Nunca hemos llegado a ningún lado, esa es la verdad. Caminamos siempre la misma tierra pero al parecer ninguna nos pertenece, de ninguna venimos.
Nadie se acuerda ya de cómo fue que sucedió, de cómo y por qué iniciamos este éxodo sin sentido, este andar sin destino y sin rumbo.
Se comenta que la culpa la tuvo un ancestro. Dicen que apenas era un joven cuando convocó a los pueblerinos para convencerlos de que debían irse, así, simplemente largarse.
No hay memoria de nada, sólo las cosas que los viejos comentan, que los jóvenes inventan y que los niños escuchan.

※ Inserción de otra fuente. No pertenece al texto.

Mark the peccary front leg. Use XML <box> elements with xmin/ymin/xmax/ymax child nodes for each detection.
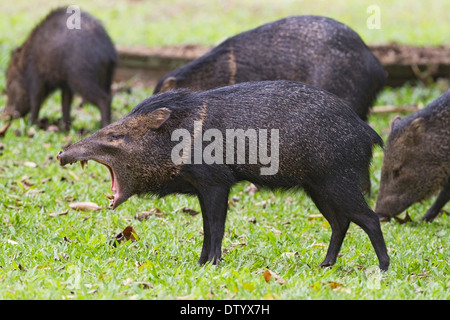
<box><xmin>28</xmin><ymin>79</ymin><xmax>44</xmax><ymax>124</ymax></box>
<box><xmin>198</xmin><ymin>186</ymin><xmax>229</xmax><ymax>264</ymax></box>
<box><xmin>420</xmin><ymin>181</ymin><xmax>450</xmax><ymax>222</ymax></box>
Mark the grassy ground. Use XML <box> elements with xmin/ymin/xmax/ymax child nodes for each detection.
<box><xmin>0</xmin><ymin>1</ymin><xmax>450</xmax><ymax>300</ymax></box>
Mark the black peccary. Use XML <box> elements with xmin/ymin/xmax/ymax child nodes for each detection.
<box><xmin>57</xmin><ymin>81</ymin><xmax>389</xmax><ymax>270</ymax></box>
<box><xmin>154</xmin><ymin>16</ymin><xmax>386</xmax><ymax>121</ymax></box>
<box><xmin>375</xmin><ymin>90</ymin><xmax>450</xmax><ymax>222</ymax></box>
<box><xmin>4</xmin><ymin>8</ymin><xmax>117</xmax><ymax>129</ymax></box>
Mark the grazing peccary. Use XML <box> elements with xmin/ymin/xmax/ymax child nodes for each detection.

Hemos olvidado lo que es dormir, jalamos yerba del camino para no detenernos, para seguir siempre así, en tránsito.
Muchos se han ido quedando atrás, tan atrás que quizá ya no nos sigan. En este deambular obstinado, cada día somos menos.
Hace algunas noches estuve divagando con un grupo que decía que allá, en la punta de todos nosotros, nos dirigía un ser de cabello blanco. Susurraban que era el más evolucionado y que lo único vivo que tenía era la cabeza. Que se movía gracias a que cuando empezó a perder los miembros, de tanto avanzar, comenzó a recoger todo tipo de objetos metálicos y algunos otros, con lo que se fue detallando y construyendo un sistema nervioso autónomo y sustentable que le ha permitido seguir guiándonos.
Desde ayer he comenzado a caminar mucho más rápido, impulsado por la idea fija de llegar a ese ser de pelo blanco. Sí, seguramente él debe saber hacia dónde vamos.